RS is Reed-Solomon forward error correction. Some extra check bits are appended to each data packet that's transmitted so that if the packet is slightly corrupted by noise on the network, the errors can be corrected (that's known as a correctable error). If the corruption is more severe, it won't be possible to correct the errors, but the receiver will still know that the data was incorrect, so it can discard the packet entirely (an uncorrectable error).

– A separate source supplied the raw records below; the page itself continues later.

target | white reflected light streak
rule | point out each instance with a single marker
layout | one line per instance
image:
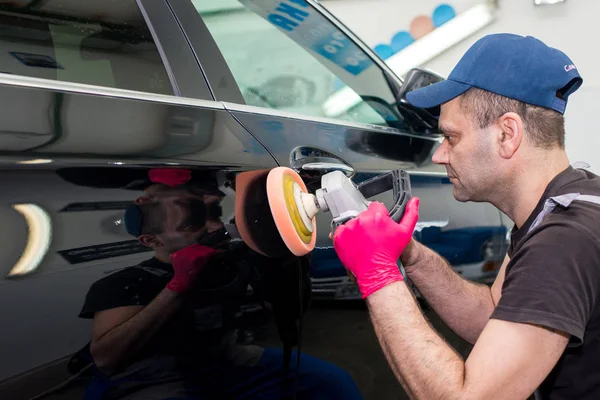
(39, 236)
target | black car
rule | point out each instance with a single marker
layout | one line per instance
(107, 104)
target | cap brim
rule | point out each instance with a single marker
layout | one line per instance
(435, 95)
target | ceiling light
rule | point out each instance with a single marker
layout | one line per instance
(39, 236)
(35, 161)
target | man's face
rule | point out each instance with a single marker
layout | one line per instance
(184, 218)
(467, 153)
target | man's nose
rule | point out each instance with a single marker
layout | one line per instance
(441, 154)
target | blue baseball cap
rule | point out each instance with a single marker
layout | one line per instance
(133, 220)
(518, 67)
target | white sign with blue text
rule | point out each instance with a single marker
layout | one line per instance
(307, 27)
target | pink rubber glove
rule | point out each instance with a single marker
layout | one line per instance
(170, 176)
(371, 244)
(187, 264)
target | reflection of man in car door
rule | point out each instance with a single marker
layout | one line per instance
(166, 327)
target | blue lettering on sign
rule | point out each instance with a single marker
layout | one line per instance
(300, 2)
(282, 22)
(321, 37)
(292, 11)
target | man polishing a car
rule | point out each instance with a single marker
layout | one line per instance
(537, 329)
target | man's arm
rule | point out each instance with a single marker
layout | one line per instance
(119, 333)
(462, 305)
(509, 360)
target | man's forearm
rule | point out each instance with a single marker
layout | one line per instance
(462, 305)
(424, 364)
(122, 342)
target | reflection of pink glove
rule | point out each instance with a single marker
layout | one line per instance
(187, 264)
(170, 176)
(371, 244)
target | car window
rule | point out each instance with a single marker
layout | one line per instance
(285, 55)
(105, 43)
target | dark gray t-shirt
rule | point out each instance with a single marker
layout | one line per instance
(553, 280)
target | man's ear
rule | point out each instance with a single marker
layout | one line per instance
(150, 241)
(510, 135)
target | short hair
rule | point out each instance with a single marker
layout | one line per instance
(153, 216)
(545, 128)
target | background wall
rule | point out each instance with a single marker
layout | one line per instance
(571, 27)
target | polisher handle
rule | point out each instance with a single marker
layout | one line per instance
(397, 180)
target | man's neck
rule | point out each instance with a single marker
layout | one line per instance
(528, 186)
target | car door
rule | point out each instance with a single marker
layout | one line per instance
(297, 78)
(95, 96)
(310, 91)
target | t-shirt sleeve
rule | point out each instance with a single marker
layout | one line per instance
(129, 287)
(552, 280)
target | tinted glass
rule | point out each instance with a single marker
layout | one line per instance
(290, 57)
(72, 41)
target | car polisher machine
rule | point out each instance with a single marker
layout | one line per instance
(290, 219)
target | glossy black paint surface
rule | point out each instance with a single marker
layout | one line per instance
(73, 157)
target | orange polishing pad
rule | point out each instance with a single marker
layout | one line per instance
(253, 217)
(283, 187)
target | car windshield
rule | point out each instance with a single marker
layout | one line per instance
(286, 55)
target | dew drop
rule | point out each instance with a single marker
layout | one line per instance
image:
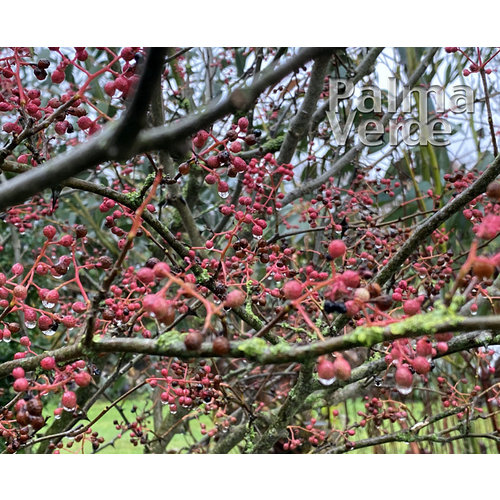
(326, 381)
(404, 390)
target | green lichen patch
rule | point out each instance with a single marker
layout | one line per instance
(253, 347)
(170, 338)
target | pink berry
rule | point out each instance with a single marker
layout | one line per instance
(21, 384)
(292, 290)
(49, 232)
(48, 363)
(18, 372)
(82, 379)
(234, 299)
(326, 370)
(336, 249)
(69, 400)
(341, 368)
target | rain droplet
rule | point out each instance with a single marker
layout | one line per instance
(326, 381)
(404, 390)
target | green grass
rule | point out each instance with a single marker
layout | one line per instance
(107, 430)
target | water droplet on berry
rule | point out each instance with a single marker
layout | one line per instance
(404, 390)
(326, 381)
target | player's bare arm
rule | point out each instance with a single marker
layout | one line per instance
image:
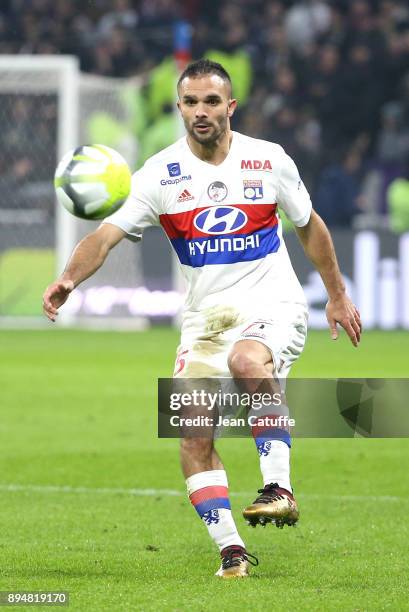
(89, 255)
(318, 246)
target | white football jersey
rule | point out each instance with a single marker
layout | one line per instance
(223, 221)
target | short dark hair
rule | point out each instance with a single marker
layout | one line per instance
(202, 67)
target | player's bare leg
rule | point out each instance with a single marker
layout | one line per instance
(207, 487)
(252, 362)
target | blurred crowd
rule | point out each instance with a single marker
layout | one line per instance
(329, 79)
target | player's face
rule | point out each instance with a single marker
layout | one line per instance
(206, 107)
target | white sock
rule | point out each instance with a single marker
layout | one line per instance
(208, 492)
(275, 463)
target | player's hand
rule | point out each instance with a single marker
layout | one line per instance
(55, 296)
(343, 312)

When an uncorrectable error happens on broadband, the high-level protocols generally detect that a packet has been lost, and requests its retranmission, but this takes time so slows down your data transfer. If an uncorrectable error happens on broadcast TV, there is no way to request retransmission, so parts of the picture are simply missed - usually it pixellates.
Quote:
Originally Posted by General Maximus View Post
In your downstream table you have got pre-rs errors and post-rs errors. The pre errors are the bits of dats that arrive to you corrupted before they have had a chance to be fixed. The post errors are the one that have tried and cannot be fixed and these are the ones you need to worry about because it is lost data. Traditionally when there is problem with a particular channel you'll see 0 post rs errors down the list and then a few hundred or thousand on one channel but you have got a ridiculous amount across the board which just doesn't happen unless there was a major problem higher up the network and if that was the case VM would have picked up on it by now. That is why I believe the problem is more your end.
Cheers!

Let's see what the engineer says. Hopefully, they'll be alarmed by the RS and power levels and track it down. My fear is they'll go 'internet's working tho' and leave it.